Yo no he fumado nunca. Ni siquiera sucumbí al pitillo de los 13 años que se pasaban unos a otros en una esquina de la Plaza Roja entre pachangas de baloncesto y partidas de cartas.

En mi pandilla eran muchas las que invertían la mitad de su paga en cajetillas de rubios baratos, mientras que yo prefería hacerlo en un buen bocata de tortilla; era cuestión de prioridades. Una noche, en el Órbita, una de nuestras amigas nos obligó a dar unas caladas al que tipificó como «el cigarro de la amistad», una prueba que teníamos que hacer juntas mientras consumíamos nuestras primeras cervezas. A día de hoy sigo rechazando ambas cosas, no sé si por el agobio que sentí en aquel baño sucio y oscuro o por una razón tan sencilla como que me siguen pareciendo hábitos desagradables y nada placenteros. Eso sí, de aquel antro atesoro algunos de los mejores momentos de mi adolescencia. Allí aprendí a poner copas, todo sobre cachis, chupitos y combinados y también que las personas más educadas eran las que peor pinta tenían. Un lugar en el que podíamos cantar a grito pelado una canción de Extremoduro para pasar acto seguido a otra de Ella Baila Sola mientras jugábamos un partido de futbolín con grupos de heavies, de punkis o de pijos, daba igual. Allí conocí a la primera periodista que recuerdo y me ratifiqué en que quería ser como ella y descubrí música y grupos que jamás habrían sonado en la radio. Creo que la vida debería ser como aquel microcosmos en el que todos éramos iguales y donde veíamos a las personas más allá de su aspecto, tal vez por el humo que lo contaminaba todo o por la inocencia de la edad, pero aprendí más cosas encaramada a aquella barra pegajosa que en decenas de clases de psicología.

En mi tribu ya casi no fuma nadie, incluso mi padre lo ha dejado tras más de 55 años cosido a un cigarrillo continuo. Durante décadas he sido tan insistente para que todos ellos erradicasen el tabaco de sus vidas que cuando en algunas cenas se les cuela un ‘piti’ entre los labios de forma esporádica, más como capricho que como vicio, me siguen mirando con ojitos de cordero y se disculpan por hacerlo. No los culpo, desde hace décadas he sido su peor azote recordándoles que el cáncer es su segundo nombre, el envejecimiento prematuro de la piel, la adicción que no les permite ser libres, el mal olor que provoca o el alto precio de cada caja de ese veneno pero, aun así, ellos han sido en miles de ocasiones más fuertes que yo. ¡Y ahora el BOIB lo publica como eximente en la obligatoriedad del uso de la mascarilla para frenar el contagio del coronavirus, a pesar de que se ha demostrado que exhalar humo incrementa su riesgo de transmisión!

Una vez más, ilusa de mí, creí que no sería una excepción y que, si se promulgaba la obligatoriedad de llevar mascarillas en la calle, en espacios públicos, en restaurantes y tiendas, fumar no estaría permitido. Y es que la Conselleria de Salud podría provocar con este guiño, aunque suene a antítesis, que se incremente el consumo de esta droga liberando ‘del bozal’ a quienes se la lleven a la boca.

Yo, que soñaba con una isla en la que las playas fuesen declaradas libres de humo y en la que pudiésemos ser pioneros en evitar que un puro nos echase por tierra el delicioso aroma de un buen arroz en una terraza, he visto cómo mis ilusiones arden sin remedio y se consumen en esta absurda nueva normalidad que nos hemos inventado.

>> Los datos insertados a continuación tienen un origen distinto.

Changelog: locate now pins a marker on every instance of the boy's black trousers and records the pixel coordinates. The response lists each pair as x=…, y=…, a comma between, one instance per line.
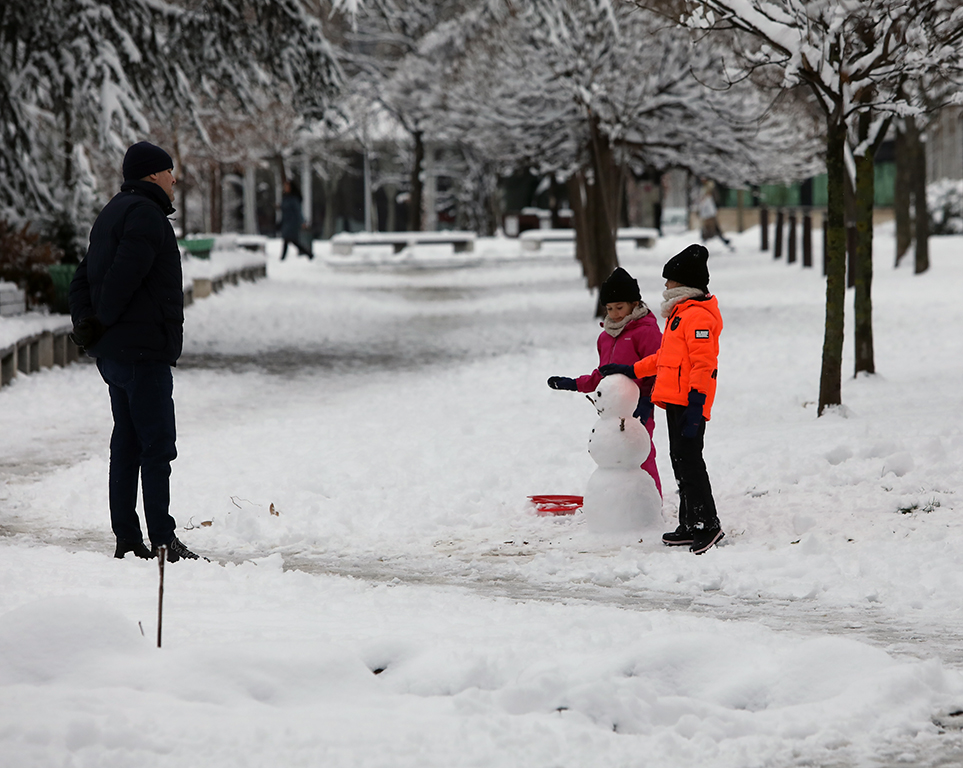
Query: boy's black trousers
x=697, y=509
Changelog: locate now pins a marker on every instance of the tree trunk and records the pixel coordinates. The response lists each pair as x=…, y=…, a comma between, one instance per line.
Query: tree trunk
x=830, y=380
x=603, y=209
x=902, y=194
x=863, y=302
x=216, y=200
x=330, y=191
x=415, y=201
x=921, y=214
x=575, y=185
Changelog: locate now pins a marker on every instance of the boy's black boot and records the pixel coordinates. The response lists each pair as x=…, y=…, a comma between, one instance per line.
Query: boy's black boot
x=176, y=551
x=706, y=538
x=680, y=537
x=137, y=547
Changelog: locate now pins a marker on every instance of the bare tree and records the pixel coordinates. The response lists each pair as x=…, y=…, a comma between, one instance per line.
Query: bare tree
x=852, y=56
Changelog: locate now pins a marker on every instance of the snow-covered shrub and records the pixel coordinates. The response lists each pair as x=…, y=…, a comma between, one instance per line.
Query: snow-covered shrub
x=945, y=202
x=25, y=260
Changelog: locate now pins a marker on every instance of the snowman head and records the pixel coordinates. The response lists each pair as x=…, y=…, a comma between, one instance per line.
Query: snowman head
x=616, y=397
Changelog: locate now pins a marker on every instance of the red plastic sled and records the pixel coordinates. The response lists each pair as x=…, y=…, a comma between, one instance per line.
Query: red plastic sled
x=546, y=505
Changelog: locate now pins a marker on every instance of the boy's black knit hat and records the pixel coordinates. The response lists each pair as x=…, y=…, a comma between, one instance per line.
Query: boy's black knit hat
x=143, y=159
x=689, y=268
x=620, y=286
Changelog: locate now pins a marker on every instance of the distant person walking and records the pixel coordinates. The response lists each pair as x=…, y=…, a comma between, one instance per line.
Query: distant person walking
x=292, y=220
x=127, y=306
x=709, y=216
x=685, y=369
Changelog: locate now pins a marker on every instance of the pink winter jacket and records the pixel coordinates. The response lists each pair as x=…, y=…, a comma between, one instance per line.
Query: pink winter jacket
x=638, y=339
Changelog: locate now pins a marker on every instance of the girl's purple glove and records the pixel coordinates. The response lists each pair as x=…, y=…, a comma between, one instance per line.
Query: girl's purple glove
x=612, y=368
x=562, y=382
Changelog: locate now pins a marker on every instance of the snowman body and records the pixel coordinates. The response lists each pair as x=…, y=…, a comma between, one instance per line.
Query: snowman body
x=620, y=496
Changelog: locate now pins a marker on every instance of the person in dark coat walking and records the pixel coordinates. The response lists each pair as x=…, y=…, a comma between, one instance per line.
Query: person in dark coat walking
x=292, y=220
x=127, y=306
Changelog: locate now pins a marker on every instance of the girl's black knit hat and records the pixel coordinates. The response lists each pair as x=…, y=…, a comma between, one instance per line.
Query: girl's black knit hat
x=620, y=286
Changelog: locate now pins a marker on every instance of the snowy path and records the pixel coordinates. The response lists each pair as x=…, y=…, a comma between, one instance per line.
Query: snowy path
x=396, y=424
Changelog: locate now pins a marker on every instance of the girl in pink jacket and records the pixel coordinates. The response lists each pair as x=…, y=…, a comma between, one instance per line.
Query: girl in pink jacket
x=629, y=333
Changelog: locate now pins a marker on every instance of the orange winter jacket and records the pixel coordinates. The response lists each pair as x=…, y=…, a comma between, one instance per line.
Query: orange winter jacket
x=688, y=357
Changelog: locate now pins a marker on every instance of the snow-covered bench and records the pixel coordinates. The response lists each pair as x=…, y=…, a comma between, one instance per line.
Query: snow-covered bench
x=12, y=300
x=344, y=243
x=532, y=239
x=33, y=341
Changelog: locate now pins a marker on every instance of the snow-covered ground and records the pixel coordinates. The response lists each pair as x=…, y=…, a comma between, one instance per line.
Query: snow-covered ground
x=356, y=452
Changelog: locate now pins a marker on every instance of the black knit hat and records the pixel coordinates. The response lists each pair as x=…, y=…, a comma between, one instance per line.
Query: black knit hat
x=620, y=286
x=689, y=268
x=143, y=159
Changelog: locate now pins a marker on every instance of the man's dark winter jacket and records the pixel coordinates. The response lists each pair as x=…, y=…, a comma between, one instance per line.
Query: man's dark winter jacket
x=131, y=278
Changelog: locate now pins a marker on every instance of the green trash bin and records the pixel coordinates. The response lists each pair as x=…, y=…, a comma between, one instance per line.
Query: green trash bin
x=61, y=275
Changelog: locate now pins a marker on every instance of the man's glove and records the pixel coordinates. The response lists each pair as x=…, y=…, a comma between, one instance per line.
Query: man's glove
x=87, y=332
x=562, y=382
x=692, y=418
x=612, y=368
x=643, y=411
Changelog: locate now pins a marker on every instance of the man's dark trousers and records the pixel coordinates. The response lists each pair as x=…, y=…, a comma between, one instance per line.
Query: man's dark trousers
x=697, y=509
x=142, y=402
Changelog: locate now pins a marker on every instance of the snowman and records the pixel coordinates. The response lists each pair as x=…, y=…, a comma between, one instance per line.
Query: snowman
x=620, y=497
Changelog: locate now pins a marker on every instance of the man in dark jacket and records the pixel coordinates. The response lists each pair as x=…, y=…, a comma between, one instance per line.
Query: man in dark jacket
x=127, y=306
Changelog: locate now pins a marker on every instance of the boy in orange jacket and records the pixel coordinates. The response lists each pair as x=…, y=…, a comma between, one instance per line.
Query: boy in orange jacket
x=685, y=369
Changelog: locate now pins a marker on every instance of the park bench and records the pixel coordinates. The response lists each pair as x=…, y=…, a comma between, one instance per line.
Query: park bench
x=344, y=243
x=532, y=239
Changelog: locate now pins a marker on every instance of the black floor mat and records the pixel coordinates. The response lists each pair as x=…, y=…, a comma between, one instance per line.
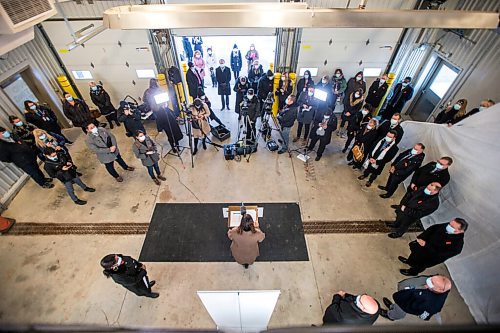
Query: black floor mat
x=198, y=233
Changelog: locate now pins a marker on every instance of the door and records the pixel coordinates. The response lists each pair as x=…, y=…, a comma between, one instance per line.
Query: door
x=440, y=80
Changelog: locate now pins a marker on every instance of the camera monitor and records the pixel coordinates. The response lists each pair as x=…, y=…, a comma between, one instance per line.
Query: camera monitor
x=320, y=94
x=161, y=98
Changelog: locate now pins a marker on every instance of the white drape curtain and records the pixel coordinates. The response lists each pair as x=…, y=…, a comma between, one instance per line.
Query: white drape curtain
x=473, y=194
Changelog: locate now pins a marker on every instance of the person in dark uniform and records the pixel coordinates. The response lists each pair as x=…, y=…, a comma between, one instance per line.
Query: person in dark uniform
x=434, y=246
x=431, y=172
x=383, y=152
x=422, y=296
x=128, y=272
x=347, y=309
x=415, y=205
x=402, y=167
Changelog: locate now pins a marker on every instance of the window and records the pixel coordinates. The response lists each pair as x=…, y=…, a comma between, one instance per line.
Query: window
x=372, y=71
x=314, y=71
x=145, y=73
x=82, y=75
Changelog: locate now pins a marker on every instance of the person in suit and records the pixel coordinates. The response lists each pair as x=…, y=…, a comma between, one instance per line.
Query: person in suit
x=103, y=143
x=383, y=152
x=435, y=245
x=128, y=272
x=422, y=296
x=377, y=91
x=401, y=94
x=348, y=309
x=223, y=75
x=415, y=205
x=393, y=124
x=245, y=241
x=432, y=172
x=402, y=167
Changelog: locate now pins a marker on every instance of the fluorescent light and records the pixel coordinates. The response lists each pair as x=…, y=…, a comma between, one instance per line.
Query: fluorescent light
x=314, y=71
x=372, y=71
x=145, y=73
x=320, y=94
x=161, y=98
x=82, y=75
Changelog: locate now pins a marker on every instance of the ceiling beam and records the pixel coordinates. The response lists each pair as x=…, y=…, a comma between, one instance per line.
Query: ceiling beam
x=288, y=15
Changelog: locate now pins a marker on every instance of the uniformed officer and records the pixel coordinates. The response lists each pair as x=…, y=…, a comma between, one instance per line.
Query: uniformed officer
x=435, y=245
x=129, y=273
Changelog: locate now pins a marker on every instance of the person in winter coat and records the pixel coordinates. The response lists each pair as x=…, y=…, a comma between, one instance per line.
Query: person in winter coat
x=422, y=296
x=59, y=165
x=323, y=126
x=453, y=112
x=377, y=91
x=197, y=42
x=355, y=122
x=255, y=72
x=401, y=94
x=366, y=138
x=146, y=150
x=350, y=110
x=304, y=83
x=383, y=152
x=103, y=143
x=188, y=49
x=402, y=167
x=252, y=55
x=245, y=241
x=286, y=118
x=22, y=156
x=78, y=112
x=354, y=84
x=236, y=62
x=347, y=309
x=200, y=123
x=43, y=117
x=240, y=88
x=415, y=205
x=193, y=80
x=22, y=132
x=166, y=120
x=128, y=272
x=131, y=118
x=434, y=246
x=223, y=75
x=284, y=90
x=102, y=100
x=307, y=106
x=211, y=62
x=339, y=85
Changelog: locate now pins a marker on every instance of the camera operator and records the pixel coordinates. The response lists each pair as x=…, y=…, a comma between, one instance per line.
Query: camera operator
x=265, y=87
x=324, y=124
x=131, y=118
x=250, y=108
x=287, y=118
x=240, y=88
x=201, y=127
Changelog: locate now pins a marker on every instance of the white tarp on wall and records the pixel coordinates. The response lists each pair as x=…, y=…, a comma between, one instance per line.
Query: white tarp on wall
x=474, y=194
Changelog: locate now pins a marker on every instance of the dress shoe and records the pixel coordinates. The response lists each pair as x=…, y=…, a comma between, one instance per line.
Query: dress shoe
x=384, y=314
x=403, y=259
x=387, y=302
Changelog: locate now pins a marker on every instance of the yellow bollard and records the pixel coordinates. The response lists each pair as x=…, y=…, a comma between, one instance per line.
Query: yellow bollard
x=390, y=81
x=66, y=86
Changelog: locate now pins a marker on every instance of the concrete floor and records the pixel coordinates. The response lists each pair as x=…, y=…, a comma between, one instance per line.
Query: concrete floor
x=57, y=279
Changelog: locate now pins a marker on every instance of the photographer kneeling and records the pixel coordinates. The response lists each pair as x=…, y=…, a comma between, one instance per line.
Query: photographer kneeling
x=287, y=118
x=249, y=111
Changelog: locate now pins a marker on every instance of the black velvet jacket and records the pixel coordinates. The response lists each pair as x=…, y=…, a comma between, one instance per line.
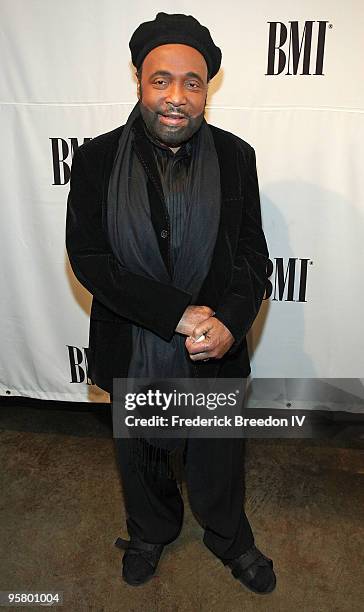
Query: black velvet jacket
x=234, y=287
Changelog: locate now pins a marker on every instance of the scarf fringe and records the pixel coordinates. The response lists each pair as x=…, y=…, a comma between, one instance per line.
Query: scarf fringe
x=146, y=457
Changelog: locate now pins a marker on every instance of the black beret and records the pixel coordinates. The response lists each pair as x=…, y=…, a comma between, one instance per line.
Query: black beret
x=179, y=29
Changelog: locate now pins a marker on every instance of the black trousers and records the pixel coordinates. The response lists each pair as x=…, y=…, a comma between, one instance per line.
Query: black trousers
x=214, y=474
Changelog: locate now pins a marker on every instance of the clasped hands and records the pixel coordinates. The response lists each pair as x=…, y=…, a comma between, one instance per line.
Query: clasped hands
x=197, y=321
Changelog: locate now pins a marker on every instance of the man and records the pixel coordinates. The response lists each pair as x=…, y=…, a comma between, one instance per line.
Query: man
x=164, y=229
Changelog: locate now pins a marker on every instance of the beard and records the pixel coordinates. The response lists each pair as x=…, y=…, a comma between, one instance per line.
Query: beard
x=170, y=135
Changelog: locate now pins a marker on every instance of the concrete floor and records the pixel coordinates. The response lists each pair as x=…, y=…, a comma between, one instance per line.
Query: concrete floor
x=62, y=509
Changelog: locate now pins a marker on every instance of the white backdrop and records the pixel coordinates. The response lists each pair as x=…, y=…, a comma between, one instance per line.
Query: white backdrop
x=66, y=74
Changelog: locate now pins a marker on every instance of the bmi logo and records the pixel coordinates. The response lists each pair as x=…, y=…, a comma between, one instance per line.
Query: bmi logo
x=289, y=283
x=296, y=47
x=78, y=364
x=62, y=153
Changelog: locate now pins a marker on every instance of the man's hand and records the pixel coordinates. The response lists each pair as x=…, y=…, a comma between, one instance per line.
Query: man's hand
x=218, y=340
x=192, y=316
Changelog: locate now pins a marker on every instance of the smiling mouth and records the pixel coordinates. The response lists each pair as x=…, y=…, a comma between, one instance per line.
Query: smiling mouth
x=172, y=119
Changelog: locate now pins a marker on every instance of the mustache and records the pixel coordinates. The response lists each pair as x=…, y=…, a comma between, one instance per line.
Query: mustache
x=171, y=112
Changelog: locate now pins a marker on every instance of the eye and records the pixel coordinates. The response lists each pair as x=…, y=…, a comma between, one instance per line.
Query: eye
x=193, y=85
x=160, y=82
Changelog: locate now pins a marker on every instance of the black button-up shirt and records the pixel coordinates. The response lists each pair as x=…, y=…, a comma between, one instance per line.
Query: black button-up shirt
x=173, y=172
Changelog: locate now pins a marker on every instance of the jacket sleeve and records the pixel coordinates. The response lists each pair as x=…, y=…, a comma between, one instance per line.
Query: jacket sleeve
x=240, y=304
x=140, y=299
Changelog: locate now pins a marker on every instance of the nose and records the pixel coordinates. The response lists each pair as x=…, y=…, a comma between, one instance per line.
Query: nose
x=176, y=94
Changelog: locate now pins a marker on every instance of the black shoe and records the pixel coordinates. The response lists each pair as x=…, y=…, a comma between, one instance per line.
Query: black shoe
x=254, y=570
x=140, y=560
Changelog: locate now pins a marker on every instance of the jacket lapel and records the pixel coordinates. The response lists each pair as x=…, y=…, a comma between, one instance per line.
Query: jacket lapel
x=217, y=278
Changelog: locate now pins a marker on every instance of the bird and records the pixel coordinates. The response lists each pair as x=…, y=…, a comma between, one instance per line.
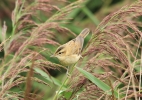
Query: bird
x=70, y=52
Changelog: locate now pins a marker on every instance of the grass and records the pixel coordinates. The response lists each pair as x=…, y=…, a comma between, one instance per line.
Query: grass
x=111, y=64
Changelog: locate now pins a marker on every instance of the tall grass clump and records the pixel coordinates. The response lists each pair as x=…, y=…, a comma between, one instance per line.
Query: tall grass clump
x=27, y=50
x=110, y=69
x=112, y=65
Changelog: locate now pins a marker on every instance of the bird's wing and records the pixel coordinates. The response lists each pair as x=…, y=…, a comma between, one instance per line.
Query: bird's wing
x=75, y=46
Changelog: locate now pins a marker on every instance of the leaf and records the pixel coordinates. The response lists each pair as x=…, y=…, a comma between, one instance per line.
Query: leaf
x=98, y=82
x=46, y=76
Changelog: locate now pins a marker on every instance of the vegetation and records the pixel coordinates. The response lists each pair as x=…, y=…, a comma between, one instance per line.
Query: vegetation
x=111, y=67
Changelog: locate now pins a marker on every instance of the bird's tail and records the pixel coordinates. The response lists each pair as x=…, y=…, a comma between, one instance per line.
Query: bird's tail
x=84, y=32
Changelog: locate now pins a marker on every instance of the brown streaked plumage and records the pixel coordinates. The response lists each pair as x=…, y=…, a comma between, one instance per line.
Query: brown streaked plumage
x=70, y=52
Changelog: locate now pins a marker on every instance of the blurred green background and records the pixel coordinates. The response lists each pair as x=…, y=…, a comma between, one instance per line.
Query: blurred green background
x=89, y=15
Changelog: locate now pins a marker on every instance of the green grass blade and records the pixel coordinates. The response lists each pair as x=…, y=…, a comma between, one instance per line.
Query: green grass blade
x=98, y=82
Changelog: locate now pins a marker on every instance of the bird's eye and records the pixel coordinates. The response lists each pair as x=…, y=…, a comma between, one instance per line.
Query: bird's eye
x=60, y=52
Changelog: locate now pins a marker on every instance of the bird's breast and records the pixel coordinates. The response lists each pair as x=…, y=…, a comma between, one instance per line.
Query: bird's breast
x=68, y=60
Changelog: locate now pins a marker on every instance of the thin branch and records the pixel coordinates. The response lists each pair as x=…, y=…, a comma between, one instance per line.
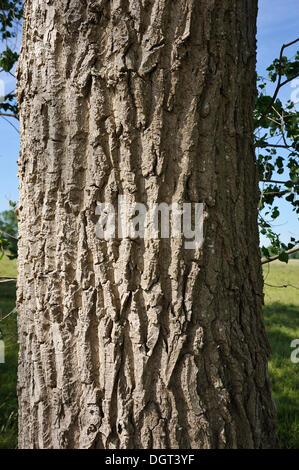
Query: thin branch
x=275, y=181
x=273, y=258
x=279, y=84
x=281, y=287
x=8, y=234
x=9, y=115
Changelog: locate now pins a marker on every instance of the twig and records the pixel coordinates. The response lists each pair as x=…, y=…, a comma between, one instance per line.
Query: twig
x=279, y=84
x=273, y=258
x=281, y=287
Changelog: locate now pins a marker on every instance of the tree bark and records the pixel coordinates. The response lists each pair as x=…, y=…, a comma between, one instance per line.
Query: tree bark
x=139, y=343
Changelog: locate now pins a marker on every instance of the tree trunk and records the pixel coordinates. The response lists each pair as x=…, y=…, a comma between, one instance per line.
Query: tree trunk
x=132, y=343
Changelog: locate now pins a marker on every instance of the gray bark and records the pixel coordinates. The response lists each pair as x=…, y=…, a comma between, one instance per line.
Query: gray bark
x=135, y=343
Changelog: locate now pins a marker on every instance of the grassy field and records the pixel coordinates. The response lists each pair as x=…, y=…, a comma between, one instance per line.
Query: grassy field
x=282, y=323
x=8, y=371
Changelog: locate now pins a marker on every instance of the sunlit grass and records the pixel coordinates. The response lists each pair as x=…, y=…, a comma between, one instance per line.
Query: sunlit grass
x=282, y=324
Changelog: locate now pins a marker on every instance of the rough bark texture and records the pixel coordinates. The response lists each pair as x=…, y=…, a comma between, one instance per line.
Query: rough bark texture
x=135, y=343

Todavía recuerdo con escalofríos aquellas noches en las que volvía a casa con dos copas de más y con el pelo y el abrigo atufando a tabaco o esos trayectos a casa en autobús donde pasivamente me mareaba sin remedio a costa de la decisión de otros y en medio de una neblina que lo cubría todo. Tal vez este hubiese sido un momento perfecto para erradicar de una vez por todas esta peste de nuestras vidas, pero para eso habría que ser valiente y es más fácil que la gente siga cantando eso de ‘fumando espero’ mientras nuestros hospitales se siguen llenando de enfermos.

Me despido con un par de datos: según las últimas cifras de la Asociación Española Contra el Cáncer (AECC), el tabaco provoca en nuestro país más de 50.000 muertes al año o, lo que es lo mismo, representa el 13 por ciento total de los decesos, mientras que se lleva a más de siete millones de personas por delante al año, en todo el mundo, según la Organización Mundial de la Salud (OMS). En fin, feliz domingo.